I’m wondering if there is a way to use vector arguments along specific dimensions during broadcast().

For example, consider a function f(x,y,z) takeing three arguments corresponding to the 3D Cartesian coordinates. I have the x-, y-, z-coordinates as three separate vectors: xs::Vector{Float64}, ys::Vector{Float64}, zs::Vector{Float64}. I would like to broadcast f() over the 3D grid defined by xs, ys, zs. This can be achieved by

Nx, Ny, Nz = length(xs), length(ys), length(zs)
xs2 = reshape(xs, (Nx, 1, 1))
ys2 = reshape(ys, (1, Ny, 1))
zs2 = reshape(zs, (1, 1, Nz))

F = broadcast(f, xs2,  ys2, zs2)

but reshape() is allocating. So, I’m wondering if there is a way to achieve the above without reshape(), probably something like

F = broadcast(f, xs,  ys, zs, dims=(1,2,3))

where dims specify the dimension along which the three arguments need to be aligned.

Or, is there a way to turn a vector into an arbitrary dimensional linear array without allocation? I tried something like permutedims(), but it didn’t work.

reshape should not allocate.

It does a small amount for builtin Arrays (it’s just for the array header, not copying the data). You unfortunately need to explicitly opt-in to the pure-Julia reshape with ReshapedArray. (cf #36313).

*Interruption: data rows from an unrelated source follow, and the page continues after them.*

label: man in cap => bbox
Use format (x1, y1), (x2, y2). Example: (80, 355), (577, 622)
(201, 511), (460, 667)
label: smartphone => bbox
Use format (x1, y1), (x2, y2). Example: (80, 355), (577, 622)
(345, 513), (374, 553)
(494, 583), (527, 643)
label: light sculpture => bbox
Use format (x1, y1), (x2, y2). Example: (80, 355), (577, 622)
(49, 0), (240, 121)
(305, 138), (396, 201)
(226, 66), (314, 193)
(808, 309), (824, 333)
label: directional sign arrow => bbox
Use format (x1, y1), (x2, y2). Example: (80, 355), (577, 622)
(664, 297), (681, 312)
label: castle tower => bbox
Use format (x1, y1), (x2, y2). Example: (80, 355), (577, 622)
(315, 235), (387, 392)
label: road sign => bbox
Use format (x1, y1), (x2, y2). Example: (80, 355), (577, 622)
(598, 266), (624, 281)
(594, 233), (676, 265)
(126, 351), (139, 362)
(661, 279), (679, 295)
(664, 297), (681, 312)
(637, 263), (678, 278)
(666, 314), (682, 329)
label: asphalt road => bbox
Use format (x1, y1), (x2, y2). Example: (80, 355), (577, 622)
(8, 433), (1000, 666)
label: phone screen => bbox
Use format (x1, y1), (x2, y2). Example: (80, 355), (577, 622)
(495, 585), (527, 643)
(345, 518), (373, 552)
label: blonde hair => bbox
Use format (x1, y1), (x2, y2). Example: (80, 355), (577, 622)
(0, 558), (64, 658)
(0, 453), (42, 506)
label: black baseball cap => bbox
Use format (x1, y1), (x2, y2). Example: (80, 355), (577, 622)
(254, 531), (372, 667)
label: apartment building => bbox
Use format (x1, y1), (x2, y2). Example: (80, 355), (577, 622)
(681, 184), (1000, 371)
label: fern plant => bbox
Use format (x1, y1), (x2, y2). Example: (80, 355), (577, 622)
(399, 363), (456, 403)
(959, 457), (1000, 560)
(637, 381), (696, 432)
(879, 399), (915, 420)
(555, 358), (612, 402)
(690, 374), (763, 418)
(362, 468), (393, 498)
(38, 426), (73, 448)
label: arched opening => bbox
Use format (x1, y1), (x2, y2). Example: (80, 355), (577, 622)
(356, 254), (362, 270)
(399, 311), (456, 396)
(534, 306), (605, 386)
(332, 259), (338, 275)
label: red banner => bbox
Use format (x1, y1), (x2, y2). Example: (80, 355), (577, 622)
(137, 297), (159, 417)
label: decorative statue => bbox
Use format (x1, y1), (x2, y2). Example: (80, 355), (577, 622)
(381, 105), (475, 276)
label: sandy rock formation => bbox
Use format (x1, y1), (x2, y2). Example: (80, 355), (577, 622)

Instead of broadcasting, I’d use Iterators.product here:

F = [f(x,y,z) for (x,y,z) in Iterators.product(xs, ys, zs)]

Perhaps

using Tullio
@tullio F[i,j,k] := f(x[i], y[j], z[k])

@mbauman and @hendri54, thanks for the cool tricks. Actually I’m doing on GPU as well, and both methods use scalar indexing, which is slow on GPU. For example, with a setup

using CUDA
CUDA.allowscalar(false)
xs = cu(rand(10)); ys = cu(rand(20)); zs = cu(rand(30));
f(x,y,z) = x+y+z

I get

julia> F = [f(x,y,z) for (x,y,z) in Iterators.product(xs, ys, zs)]
ERROR: Scalar indexing is disallowed.
...

and

julia> using Tullio

julia> F = cu(rand(10,20,30));

julia> @tullio F[i,j,k] := f(xs[i], ys[j], zs[k])
ERROR: Scalar indexing is disallowed.

Wondering if there is a GPU-friendly workaround.